I had SCC HPV+ in my left tonsil and soft palate in 2012, and then in my right lung in 2015. I had chemo-radiation both times, cisplatin the first time then carboplatin the second. The cancer came back in mid-2016. I was at UCLA and offered a trial of a new drug that worked similar to Opdivo and Keytruda. I did some research and discovered that combination immunotherapy trials often have higher response rates than a single agent. They didn't offer that trial at UCLA so I switched to The Angeles Clinic.
I got good care at UCLA but I really LOVE my oncologist at The Angeles Clinic, Dr. Ani Balmanoukian. I'm in a clinical trial that combines Opdivo with a second agent called epacadostat. I had a complete response and have been cancer-free for almost a year now. That's a rare result but there are other folks on the trial whose cancer has shrunk or remained stable. UCLA (or any medical facility) can only offer trials they have at that facility, so it's worth getting a second or even third opinion. You can also browse trials yourself here or ask for help from this agency.

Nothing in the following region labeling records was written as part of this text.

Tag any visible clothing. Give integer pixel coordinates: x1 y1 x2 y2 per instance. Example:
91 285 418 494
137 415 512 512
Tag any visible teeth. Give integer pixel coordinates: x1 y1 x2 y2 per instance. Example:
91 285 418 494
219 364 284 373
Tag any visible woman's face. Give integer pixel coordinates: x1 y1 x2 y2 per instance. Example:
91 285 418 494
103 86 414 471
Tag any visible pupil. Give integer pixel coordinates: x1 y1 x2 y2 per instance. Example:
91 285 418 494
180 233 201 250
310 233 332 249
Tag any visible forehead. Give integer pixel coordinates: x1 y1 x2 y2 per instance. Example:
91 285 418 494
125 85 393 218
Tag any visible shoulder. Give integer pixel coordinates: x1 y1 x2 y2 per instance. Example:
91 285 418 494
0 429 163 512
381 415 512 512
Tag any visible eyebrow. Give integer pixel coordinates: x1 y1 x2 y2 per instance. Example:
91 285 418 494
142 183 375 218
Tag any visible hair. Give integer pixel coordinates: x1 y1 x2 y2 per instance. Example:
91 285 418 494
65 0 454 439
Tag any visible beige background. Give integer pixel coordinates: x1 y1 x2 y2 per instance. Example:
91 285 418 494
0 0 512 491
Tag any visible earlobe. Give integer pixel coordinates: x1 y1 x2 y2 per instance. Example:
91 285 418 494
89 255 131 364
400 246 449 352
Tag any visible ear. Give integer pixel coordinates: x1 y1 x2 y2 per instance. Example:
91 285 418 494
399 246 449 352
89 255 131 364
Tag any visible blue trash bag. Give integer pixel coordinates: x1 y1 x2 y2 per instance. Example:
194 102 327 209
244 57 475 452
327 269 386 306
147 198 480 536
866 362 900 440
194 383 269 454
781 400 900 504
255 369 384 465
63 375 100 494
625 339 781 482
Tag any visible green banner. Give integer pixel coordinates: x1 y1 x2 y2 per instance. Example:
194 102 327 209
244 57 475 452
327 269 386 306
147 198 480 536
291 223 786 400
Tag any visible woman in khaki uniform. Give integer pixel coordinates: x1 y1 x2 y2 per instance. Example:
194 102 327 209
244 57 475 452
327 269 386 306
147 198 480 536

I've had an unusual number of side effects from the trial so far, but while they've been inconvenient, they haven't been serious. Overall, the quality of life on the trial is much better than with chemo. As I said, response rates are higher on combination trials--sometimes as much as twice as high--so IMO it's definitely worth a few appointments to see if you'd qualify for one. I'd be glad to connect you to Dr. Balmanoukian if you'd like to see her. Other good sources for a second opinion--hospitals with the most cutting edge trials--in LA would be Cedars Sinai (with which The Angeles Clinic is affiliated) and USC's Keck Cancer Center.
Let me know if I can help!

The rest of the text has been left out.